Congo-Brazzaville: Lire ou relire - « Comment organiser des élections libres et transparentes en Afrique » de Michel Emile Mankessi

Cet essai publié aux éditions L'Harmattan et préfacé par le Pr Claver Boundja explore les moyens pacifistes d'accession à un vrai consensus politique dans la gouvernance des Etats africains.

La démocratie à l'Occidentale plaquée dans les Etats africains sous l'influence de la communauté internationale semble ne pas permettre à ces nations de connaître une paix durable, de fortes institutions et une gouvernance favorable à l'épanouissement des populations.

En Afrique, c'est à peine six pays sur cinquante-quatre qui essaient d'asseoir une éthique proche de la vraie démocratie. « L'Afrique offre le visage le plus contrasté, avec des points sombres marquant les régimes les plus autoritaires de la planète. Aucun pays n'y est considéré comme une démocratie au même titre que l'Australie, le Canada et les pays scandinaves », affirme le philosophe Michel Emile Mankessi.

Dès lors, comment l'Afrique peut-elle bâtir des institutions fiables et relever les nouveaux défis éducatif, économique, éthique, politique, géostratégique... auxquels elle est confrontée ? s'interroge l'auteur. Pour esquisser une réponse à cette question vitale, il oriente sa réflexion en trois grandes parties.

Dans la première partie qui traite du sens et des enjeux des élections, le lecteur y découvre l'organisation des votes à travers l'histoire, dans les sociétés médiévales et modernes. La leçon à tirer est que « le vote n'est pas une panacée » pour l'établissement d'une vraie démocratie.

Dans la deuxième partie, l'auteur présente les « préalables nécessaires pour l'organisation des suffrages ». Il en relève principalement quatre.

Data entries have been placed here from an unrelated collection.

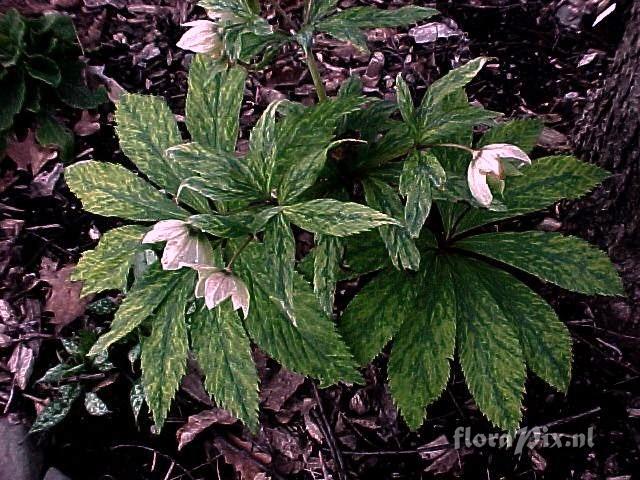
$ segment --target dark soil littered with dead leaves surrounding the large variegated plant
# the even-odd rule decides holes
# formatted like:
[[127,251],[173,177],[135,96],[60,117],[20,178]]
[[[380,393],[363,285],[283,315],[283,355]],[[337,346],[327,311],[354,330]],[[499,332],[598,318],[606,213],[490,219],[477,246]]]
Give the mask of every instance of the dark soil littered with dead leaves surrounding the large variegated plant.
[[[203,16],[194,3],[0,0],[0,10],[14,4],[31,13],[50,8],[67,12],[75,20],[90,65],[104,66],[104,74],[128,91],[165,97],[173,111],[182,114],[190,55],[175,43],[183,31],[181,23]],[[271,3],[261,3],[277,21]],[[281,2],[287,11],[300,3]],[[399,6],[424,2],[342,2],[356,3]],[[618,2],[617,10],[592,28],[597,3],[437,2],[443,21],[453,28],[457,25],[459,36],[417,45],[406,31],[377,30],[370,34],[373,56],[330,39],[320,41],[317,49],[330,94],[349,74],[360,73],[367,76],[371,94],[390,96],[392,79],[403,71],[421,95],[452,66],[478,55],[495,57],[494,66],[471,86],[473,99],[507,116],[542,118],[548,130],[537,153],[565,152],[587,92],[607,75],[629,2]],[[589,53],[596,53],[595,59],[578,67]],[[301,52],[288,49],[275,66],[251,76],[242,115],[243,138],[246,127],[271,100],[287,95],[314,101],[302,58]],[[381,58],[384,64],[376,63]],[[126,164],[114,135],[112,106],[97,113],[100,128],[78,137],[78,159]],[[73,127],[80,114],[61,112],[61,117]],[[55,188],[41,196],[31,175],[16,171],[8,159],[2,167],[0,327],[4,328],[0,333],[21,339],[37,354],[37,361],[22,392],[7,363],[16,342],[0,346],[0,400],[13,419],[32,419],[35,408],[51,396],[33,383],[57,363],[61,346],[56,337],[105,327],[109,319],[87,312],[57,331],[51,315],[44,312],[51,287],[38,279],[42,259],[52,259],[60,267],[74,263],[80,252],[95,245],[95,233],[111,228],[113,222],[83,213],[63,180],[54,179]],[[54,165],[48,165],[45,172],[53,169]],[[522,455],[489,447],[444,449],[440,456],[434,455],[430,452],[432,442],[442,435],[452,442],[458,426],[469,426],[474,434],[491,431],[471,401],[461,372],[455,372],[445,395],[429,409],[430,418],[422,429],[411,433],[385,390],[384,355],[366,369],[366,386],[341,385],[316,396],[311,382],[300,384],[297,376],[256,352],[262,395],[269,405],[261,412],[260,435],[251,437],[237,426],[215,426],[178,452],[177,429],[189,415],[211,408],[197,372],[183,385],[162,434],[154,435],[144,413],[139,425],[134,422],[128,394],[135,375],[122,347],[112,356],[120,373],[100,390],[112,413],[92,417],[75,408],[60,426],[41,438],[46,463],[72,479],[226,479],[237,474],[247,479],[262,471],[266,476],[255,478],[415,479],[438,472],[445,478],[632,478],[640,470],[640,244],[630,237],[624,222],[613,222],[609,215],[608,208],[620,202],[616,185],[625,175],[624,171],[613,173],[588,198],[561,202],[525,220],[534,227],[579,235],[607,249],[624,280],[627,297],[614,299],[588,298],[537,285],[573,334],[574,378],[564,396],[532,377],[523,424],[548,426],[550,431],[568,435],[593,427],[593,447],[533,448]],[[640,179],[632,181],[640,188]],[[98,380],[88,385],[95,387]],[[267,397],[279,401],[267,401]]]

Une société civile suffisamment instruite sur les enjeux démocratiques et bien organisée. La stabilité politique. La liberté de choix. Et des conditions garanties d'expression de la volonté générale pour sauvegarder l'intérêt commun qui unit le peuple.

A côté de ces préalables, Emile Mankessi préconise de revisiter les méthodes électives des Anciens en Afrique, notamment dans l'empire du Fouta Djalon, de Mossi et du Mali où la bonne gestion des ressources, le respect de la dignité de l'être humain et la justice sociale étaient garanties plus que dans les royaumes européens.

La troisième partie du livre, « Eduquer dans un monde en crise », analyse les procédés de promotion de la culture démocratique en Afrique. L'accent est mis sur la citoyenneté comme valeur. Ce qui dans la culture bantoue est appelé « bumuntu » ou « bomoto », ou encore « kimuntu », c'est-à-dire un savoir-être « qui englobe les notions de justice, de solidarité, de respect, de dignité, de compassion, d'humanité. Cette notion est au fondement de la jurisprudence africaine traditionnelle », déclare Claver Boundja dans sa préface.